3.3 The local alignment length of random sequences increases with growing structure weight

The previous experiment (Fig. 2) shows that the score clearly distinguishes positive data (pairs of ncRNAs) from negative data (pairs for shuffled ncRNAs); so far, this is in line with previous results that show the good quality of the LocARNA score for global alignment. Still, this leaves the questions, whether the observed bias has effects on the quality of local alignments and how strong such effects are. On the one hand, the required negative expected scores, to avoid linear growth of local alignment with its input sequence lengths, seem to be met for commonly used structure weights, e.g. the default weight 200. On the other hand, this does not rule out detrimental overestimation of boundaries due to a score bias. To quantify this, we first determined the expected length of local alignments between random RNA pairs; this was determined for LocARNA in default setting as well as for sequence-only setting. This length indicates the expected overestimation of real ncRNA alignments, even if their genomic context is completely unrelated. At the current default setting (structure weight of 200) almost half of the genomic context could be added to the aligned local motif. When we destroy sequence and structure homology in the instances of LocalBRAliBase by shuffling (Section 2), we still observe longer alignments for increasing structure weight (Supplementary Fig. S5). In this benchmark, the input sequences have relatively large and diverse lengths of typically about 250–300 nt composed of 200 nt context and the ncRNA sequence. Thus, instead of directly comparing sequences from the shuffled benchmark, we generate an artificial dataset of RNAs of length 100, having the same nucleotide distribution (Section 2). As can be seen in Figure 3, sequence-only score does produce (on average) an alignment of length 10 or roughly 10% of the input. Given a typical length of 50–100 (see length distribution of BRAliBase ncRNAs in Supplementary Fig. S8) for most of the ncRNAs, we would expect that the predicted boundaries are extended by 10–20 nts over the real boundaries. For high structure weight, however, more than 60% of the random sequences are covered by a local alignment, which implies that we do not have any chance to detect the real boundaries of ncRNAs even in shuffled genomic context.

Fig. 3.

The expected lengths of subsequences in local alignments strongly grow with increasing structure weight for artificially generated random sequence pairs (blue, box).
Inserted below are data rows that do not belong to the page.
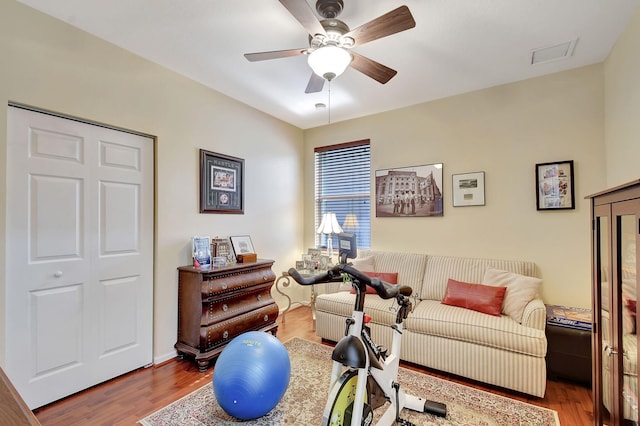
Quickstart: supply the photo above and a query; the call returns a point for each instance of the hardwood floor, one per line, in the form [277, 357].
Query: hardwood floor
[131, 397]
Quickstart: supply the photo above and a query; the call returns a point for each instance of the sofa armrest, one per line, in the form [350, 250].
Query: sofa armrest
[535, 315]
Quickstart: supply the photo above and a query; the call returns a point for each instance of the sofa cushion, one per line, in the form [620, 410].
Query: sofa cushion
[434, 318]
[388, 277]
[482, 298]
[409, 266]
[439, 269]
[520, 290]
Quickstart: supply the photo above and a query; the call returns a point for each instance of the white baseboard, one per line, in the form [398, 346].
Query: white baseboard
[164, 358]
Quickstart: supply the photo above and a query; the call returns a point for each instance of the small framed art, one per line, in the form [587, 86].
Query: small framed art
[242, 244]
[221, 247]
[554, 186]
[221, 183]
[468, 189]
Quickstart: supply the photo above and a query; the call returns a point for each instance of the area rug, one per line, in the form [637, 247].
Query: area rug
[303, 402]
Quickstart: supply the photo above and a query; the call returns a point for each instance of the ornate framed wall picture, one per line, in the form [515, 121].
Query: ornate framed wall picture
[409, 191]
[554, 186]
[468, 189]
[221, 183]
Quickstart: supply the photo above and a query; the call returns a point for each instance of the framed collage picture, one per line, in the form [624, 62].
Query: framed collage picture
[221, 183]
[554, 186]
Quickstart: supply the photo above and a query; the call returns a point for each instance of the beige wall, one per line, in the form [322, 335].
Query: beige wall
[503, 131]
[48, 64]
[622, 107]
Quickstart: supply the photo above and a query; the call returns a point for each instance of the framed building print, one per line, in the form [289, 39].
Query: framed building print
[409, 191]
[468, 189]
[221, 183]
[554, 186]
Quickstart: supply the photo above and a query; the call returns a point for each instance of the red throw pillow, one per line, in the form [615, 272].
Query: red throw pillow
[388, 277]
[478, 297]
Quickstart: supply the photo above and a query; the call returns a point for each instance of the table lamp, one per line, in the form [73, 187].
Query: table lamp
[329, 226]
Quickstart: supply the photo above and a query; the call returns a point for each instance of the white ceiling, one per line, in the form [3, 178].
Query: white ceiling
[457, 46]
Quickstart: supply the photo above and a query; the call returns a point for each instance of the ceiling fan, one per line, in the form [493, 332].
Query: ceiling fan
[331, 41]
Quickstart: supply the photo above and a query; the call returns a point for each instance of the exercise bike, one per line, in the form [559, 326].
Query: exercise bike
[371, 376]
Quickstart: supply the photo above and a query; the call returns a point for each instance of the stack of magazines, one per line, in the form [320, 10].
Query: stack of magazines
[564, 316]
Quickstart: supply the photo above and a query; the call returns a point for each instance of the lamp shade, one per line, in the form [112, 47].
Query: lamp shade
[329, 224]
[329, 61]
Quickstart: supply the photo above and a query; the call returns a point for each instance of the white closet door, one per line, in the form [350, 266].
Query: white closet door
[79, 292]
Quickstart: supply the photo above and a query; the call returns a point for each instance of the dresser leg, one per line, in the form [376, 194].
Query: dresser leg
[203, 365]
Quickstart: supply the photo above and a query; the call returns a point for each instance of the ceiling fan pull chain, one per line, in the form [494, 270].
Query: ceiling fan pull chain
[329, 102]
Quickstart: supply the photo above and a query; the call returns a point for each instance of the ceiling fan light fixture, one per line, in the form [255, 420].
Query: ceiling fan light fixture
[329, 61]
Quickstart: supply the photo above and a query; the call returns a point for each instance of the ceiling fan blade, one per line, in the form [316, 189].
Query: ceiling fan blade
[301, 10]
[371, 68]
[315, 85]
[397, 20]
[275, 54]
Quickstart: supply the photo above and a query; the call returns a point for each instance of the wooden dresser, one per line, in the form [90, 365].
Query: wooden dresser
[215, 305]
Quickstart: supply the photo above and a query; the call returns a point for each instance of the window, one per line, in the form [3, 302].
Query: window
[343, 186]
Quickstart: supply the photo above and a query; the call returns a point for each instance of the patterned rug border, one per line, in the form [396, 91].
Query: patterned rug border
[436, 382]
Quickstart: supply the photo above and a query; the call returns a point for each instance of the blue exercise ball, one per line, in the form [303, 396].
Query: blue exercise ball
[251, 375]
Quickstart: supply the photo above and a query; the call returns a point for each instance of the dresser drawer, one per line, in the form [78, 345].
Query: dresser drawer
[224, 331]
[221, 309]
[217, 284]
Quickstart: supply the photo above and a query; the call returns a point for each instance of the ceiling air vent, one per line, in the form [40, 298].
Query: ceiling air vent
[553, 53]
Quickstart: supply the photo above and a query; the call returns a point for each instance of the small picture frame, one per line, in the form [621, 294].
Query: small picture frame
[468, 189]
[242, 244]
[221, 247]
[221, 183]
[325, 261]
[315, 254]
[554, 186]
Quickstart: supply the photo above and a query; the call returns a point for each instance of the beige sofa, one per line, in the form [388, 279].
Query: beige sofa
[497, 350]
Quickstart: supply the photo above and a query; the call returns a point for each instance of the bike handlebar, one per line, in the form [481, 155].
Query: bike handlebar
[382, 288]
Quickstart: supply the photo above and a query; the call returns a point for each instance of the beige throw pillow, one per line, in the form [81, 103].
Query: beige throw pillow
[521, 290]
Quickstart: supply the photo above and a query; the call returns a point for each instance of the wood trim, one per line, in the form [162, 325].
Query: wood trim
[363, 142]
[13, 409]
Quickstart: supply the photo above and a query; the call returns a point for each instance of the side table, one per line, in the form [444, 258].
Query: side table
[568, 346]
[284, 280]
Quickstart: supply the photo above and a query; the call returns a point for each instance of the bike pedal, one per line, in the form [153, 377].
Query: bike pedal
[435, 408]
In contrast, local sequence-only alignments produce much shorter alignments, without having any influence of the structure weight (dashed line). The expected lengths (y-axis) are estimated as average lengths of the predicted local LocARNA alignments over different structure weights (x-axis) using randomly generated RNA sequences of length 100 (see Section 2). The sequence-only scoring predicts a local average alignment of length around 15 nts, regardless of the structure weight. A structure weight of 300 already leads to local sequence–structure alignments covering about 60% of the input sequences

3.4 Emphasizing structure improves alignment accuracy but seriously overestimates boundaries of local alignments

Sequence–structure alignment tools were introduced to overcome the limitations of sequence-based approaches in the detection of conserved structures (Gardner ). Thus, a high structure weight would be desirable for a correct detection of conserved structures. However, the length of local alignment of random sequences already suggest that we usually cannot find the true transcript boundaries using a high structure weight as it would likely extend a real ncRNA into the genomic context. While sequence alignment does not share these problems, resorting to sequence-only alignment (or setting LocARNA’s structure weight very low; see Fig. 4) does not resolve the dilemma. Not picking up structure similarity can lead to bad alignment quality or even a complete miss of the local alignment, specially, for sequences with low sequence identity (see Fig. 4, bottom).

Fig. 4.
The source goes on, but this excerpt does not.